I have considered writing a paper on this subject, but have recently decided that the principles involved are so simple that they can be demonstrated without the need for a scholarly treatment. So I will take advantage of the opportunity provided by The Actuarial Review and point out a few of the more obvious cases.

Average of Link Ratios Excluding High and Low Values - I list this first not because it is the most dangerous, but because it is the most prevalent. The technique rests upon the unstated assumption that link ratios are distributed symmetrically and that the elimination of outliers will improve the estimate. There are two problems with this, one theoretical and one practical. The theoretical problem is that the distribution of link ratios is not symmetric. While this can be demonstrated by simply looking at such distributions, it should be apparent that link ratios can be much higher above the mean than they can be below.
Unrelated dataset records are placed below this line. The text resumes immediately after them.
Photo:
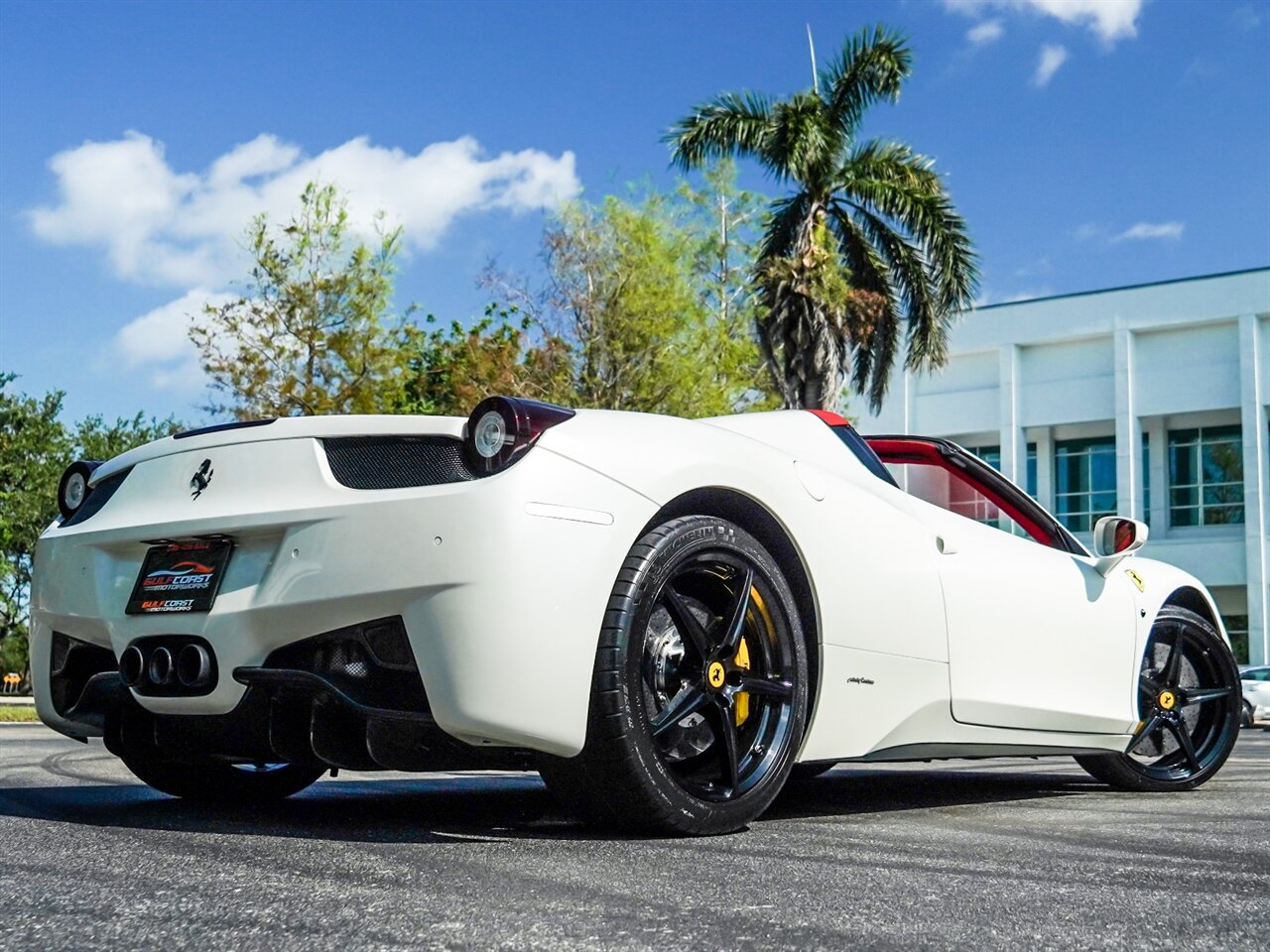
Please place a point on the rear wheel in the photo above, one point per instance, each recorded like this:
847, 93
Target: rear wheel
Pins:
698, 694
216, 782
1189, 706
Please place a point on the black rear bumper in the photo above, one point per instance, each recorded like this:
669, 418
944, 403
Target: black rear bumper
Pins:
350, 699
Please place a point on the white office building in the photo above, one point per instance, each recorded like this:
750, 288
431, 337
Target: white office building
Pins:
1148, 400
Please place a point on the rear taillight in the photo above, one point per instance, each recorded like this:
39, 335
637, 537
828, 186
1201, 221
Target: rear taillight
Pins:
72, 490
500, 429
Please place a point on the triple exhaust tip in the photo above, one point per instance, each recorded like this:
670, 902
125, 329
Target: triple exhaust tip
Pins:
190, 667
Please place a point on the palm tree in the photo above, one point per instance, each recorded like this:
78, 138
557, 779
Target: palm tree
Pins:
866, 248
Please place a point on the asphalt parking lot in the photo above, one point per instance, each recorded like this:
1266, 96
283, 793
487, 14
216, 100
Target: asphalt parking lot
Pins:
964, 855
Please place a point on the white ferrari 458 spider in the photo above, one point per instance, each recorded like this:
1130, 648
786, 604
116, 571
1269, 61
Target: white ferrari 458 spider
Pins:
665, 617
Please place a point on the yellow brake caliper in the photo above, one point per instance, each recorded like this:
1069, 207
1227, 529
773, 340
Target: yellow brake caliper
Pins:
742, 701
742, 658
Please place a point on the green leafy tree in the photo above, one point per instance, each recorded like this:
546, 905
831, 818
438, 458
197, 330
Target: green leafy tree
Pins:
35, 449
316, 331
647, 302
867, 250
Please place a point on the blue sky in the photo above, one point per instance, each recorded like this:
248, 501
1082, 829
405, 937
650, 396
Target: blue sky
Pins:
1087, 144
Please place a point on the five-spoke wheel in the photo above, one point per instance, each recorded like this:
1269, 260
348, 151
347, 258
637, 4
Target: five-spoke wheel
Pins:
698, 694
1189, 707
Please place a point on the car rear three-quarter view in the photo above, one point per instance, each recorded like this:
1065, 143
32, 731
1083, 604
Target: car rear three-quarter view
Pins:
661, 616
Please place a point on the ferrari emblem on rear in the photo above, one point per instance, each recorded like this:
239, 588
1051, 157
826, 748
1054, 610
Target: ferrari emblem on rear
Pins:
200, 479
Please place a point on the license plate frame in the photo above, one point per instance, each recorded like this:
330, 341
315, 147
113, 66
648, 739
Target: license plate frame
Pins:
181, 576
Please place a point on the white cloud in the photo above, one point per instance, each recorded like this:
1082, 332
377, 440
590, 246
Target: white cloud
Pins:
1245, 17
159, 340
985, 32
1052, 58
1109, 19
158, 225
1167, 230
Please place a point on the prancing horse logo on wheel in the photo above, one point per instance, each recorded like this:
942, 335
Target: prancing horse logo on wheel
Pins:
200, 479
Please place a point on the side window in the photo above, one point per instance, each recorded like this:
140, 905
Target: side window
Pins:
949, 490
947, 476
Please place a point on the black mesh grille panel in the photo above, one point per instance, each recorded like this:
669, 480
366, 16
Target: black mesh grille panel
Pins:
397, 462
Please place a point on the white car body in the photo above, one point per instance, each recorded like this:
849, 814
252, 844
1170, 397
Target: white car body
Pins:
934, 635
1256, 690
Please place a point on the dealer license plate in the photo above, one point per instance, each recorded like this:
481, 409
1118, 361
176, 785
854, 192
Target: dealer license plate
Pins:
181, 576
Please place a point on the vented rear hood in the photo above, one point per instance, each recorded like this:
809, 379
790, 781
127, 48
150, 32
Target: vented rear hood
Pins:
286, 428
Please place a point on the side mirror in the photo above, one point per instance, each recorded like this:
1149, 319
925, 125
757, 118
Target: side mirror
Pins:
1116, 538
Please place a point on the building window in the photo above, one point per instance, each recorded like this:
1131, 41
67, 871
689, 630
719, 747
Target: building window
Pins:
992, 457
1083, 481
1146, 479
1237, 627
1206, 476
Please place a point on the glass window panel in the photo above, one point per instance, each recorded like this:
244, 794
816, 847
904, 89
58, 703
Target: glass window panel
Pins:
1084, 481
1223, 462
1223, 516
1185, 517
1223, 495
1182, 465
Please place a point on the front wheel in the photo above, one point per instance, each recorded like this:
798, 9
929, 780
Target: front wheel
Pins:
698, 694
1189, 703
216, 782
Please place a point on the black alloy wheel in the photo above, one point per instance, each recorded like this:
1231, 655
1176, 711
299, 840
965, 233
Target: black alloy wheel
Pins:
698, 696
1189, 705
220, 782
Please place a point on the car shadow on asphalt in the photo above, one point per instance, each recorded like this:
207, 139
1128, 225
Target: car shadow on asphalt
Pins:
475, 809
The practical problem is that actuaries tend to apply this method where there is a single aberrant ratio, thus tossing out a ratio which would otherwise be included in the selection process simply because there is an unusual ratio on the other side of the mean.
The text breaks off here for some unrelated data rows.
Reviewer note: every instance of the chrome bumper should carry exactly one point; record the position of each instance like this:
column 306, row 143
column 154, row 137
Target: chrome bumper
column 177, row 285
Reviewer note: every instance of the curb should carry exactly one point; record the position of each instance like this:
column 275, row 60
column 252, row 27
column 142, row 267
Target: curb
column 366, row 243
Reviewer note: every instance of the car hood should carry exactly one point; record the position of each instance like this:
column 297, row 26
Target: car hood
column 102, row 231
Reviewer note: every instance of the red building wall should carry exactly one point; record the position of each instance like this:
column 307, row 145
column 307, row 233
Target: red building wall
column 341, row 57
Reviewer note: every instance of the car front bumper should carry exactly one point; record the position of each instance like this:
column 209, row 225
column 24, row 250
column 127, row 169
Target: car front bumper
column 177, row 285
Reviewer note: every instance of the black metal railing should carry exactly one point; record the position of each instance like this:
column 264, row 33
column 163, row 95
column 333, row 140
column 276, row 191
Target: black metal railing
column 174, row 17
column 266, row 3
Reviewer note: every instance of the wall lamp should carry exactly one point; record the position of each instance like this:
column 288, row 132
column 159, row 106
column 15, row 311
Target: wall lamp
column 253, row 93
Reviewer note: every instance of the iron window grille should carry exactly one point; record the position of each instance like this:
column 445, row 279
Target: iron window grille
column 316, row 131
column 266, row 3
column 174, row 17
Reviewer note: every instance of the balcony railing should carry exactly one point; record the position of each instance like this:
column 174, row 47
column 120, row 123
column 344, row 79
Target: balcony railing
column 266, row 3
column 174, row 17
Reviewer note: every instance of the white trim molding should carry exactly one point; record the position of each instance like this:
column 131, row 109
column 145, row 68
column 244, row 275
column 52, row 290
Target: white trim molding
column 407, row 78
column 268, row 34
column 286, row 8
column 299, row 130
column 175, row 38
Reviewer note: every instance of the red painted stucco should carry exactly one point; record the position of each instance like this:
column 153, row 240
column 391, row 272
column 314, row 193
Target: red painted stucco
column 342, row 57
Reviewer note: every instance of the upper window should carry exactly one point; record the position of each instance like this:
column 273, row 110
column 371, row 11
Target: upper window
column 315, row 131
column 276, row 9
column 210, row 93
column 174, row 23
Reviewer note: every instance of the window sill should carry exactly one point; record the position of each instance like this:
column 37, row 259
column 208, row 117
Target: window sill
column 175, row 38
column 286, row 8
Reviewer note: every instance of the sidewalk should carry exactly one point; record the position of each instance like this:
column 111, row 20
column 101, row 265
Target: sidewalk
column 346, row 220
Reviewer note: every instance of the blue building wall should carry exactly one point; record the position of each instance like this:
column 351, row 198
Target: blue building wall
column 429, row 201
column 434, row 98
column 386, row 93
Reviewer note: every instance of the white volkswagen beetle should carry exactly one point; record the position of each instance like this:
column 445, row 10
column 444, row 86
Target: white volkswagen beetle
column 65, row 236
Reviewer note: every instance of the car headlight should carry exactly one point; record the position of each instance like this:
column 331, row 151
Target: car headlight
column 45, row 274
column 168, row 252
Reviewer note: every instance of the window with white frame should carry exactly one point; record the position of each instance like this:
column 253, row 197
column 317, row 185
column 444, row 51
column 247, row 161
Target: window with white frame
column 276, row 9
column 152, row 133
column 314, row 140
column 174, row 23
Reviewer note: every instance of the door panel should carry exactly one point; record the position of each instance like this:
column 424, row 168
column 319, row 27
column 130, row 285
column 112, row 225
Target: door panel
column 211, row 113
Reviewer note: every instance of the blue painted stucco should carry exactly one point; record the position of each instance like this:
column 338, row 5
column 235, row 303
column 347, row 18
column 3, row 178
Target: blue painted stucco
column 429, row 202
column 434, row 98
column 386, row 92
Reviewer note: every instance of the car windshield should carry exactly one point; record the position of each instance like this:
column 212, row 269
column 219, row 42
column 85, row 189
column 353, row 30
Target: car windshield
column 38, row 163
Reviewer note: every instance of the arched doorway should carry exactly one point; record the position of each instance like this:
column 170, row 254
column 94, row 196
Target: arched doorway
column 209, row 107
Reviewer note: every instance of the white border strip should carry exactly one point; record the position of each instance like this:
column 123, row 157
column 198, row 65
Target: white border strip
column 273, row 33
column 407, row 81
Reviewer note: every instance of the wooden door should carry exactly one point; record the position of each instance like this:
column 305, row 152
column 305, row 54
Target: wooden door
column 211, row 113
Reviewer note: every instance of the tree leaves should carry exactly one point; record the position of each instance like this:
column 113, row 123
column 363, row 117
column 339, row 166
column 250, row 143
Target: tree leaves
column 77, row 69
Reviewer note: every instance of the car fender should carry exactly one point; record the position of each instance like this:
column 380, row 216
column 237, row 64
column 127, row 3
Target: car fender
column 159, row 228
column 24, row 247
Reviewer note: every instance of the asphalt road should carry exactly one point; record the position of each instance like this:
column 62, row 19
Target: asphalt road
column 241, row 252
Removal of Large Losses _ This technique involves simply removing "unusually large" losses from the losses to which the development factors are applied and then adding those losses back to the indicated ultimates. This is appealing because we can reasonably assume that the eliminated losses are not going to develop further, often because they are closed or already at policy limits. The problem is that we generally neglect to remove these and similar losses from the loss development history so that we have development factors appropriate for these "limited" losses.

Adding of Lows (and Highs) _ Among the most pernicious, and least excusable, practices that introduce bias into actuarial analyses is the summation of low (or high) estimates for individual lines or coverages in order to produce an aggregate low (or high) for the "range of reasonable estimates." This is based upon the erroneous assumption that standard deviations are additive. Even ignoring the very real question of independence, it is the variances, not the standard deviations that are additive, and the aggregate low should be greater than the sum of the lows. If this is unclear, consider ten tosses of a true coin. We might set our range at between 3 and 7 "heads" with there being a probability of about 5.5 percent that we will be below the low. Now, what if we had 10 people tossing true coins 10 times each. Would 30 (3 x 10) be a reasonable "low" for the aggregate number of heads? Since the probability of fewer than 30 heads out of 100 tosses is approximately 0.001 percent this would be unreasonably low. A more realistic "low" might be 42, since the probability of being below 42 is approximately 4.4 percent. By adding the lows we create an unrealistic low for the aggregate distribution.

Complement of Credibility _ Finally, I'll address an old adversary, the application of the complement of credibility to an unrealistic hypothesis. Most typically, the subject of such misuse is the "status quo" or "no change" assumption in ratemaking. By applying the complement of credibility to an indication of no change when we have identified underlying trends we introduce actuarial bias into the process.

These four examples have something in common: they are all simple. But, William of Ockham notwithstanding, just because something is simple doesn't make it right. Primum non nocere.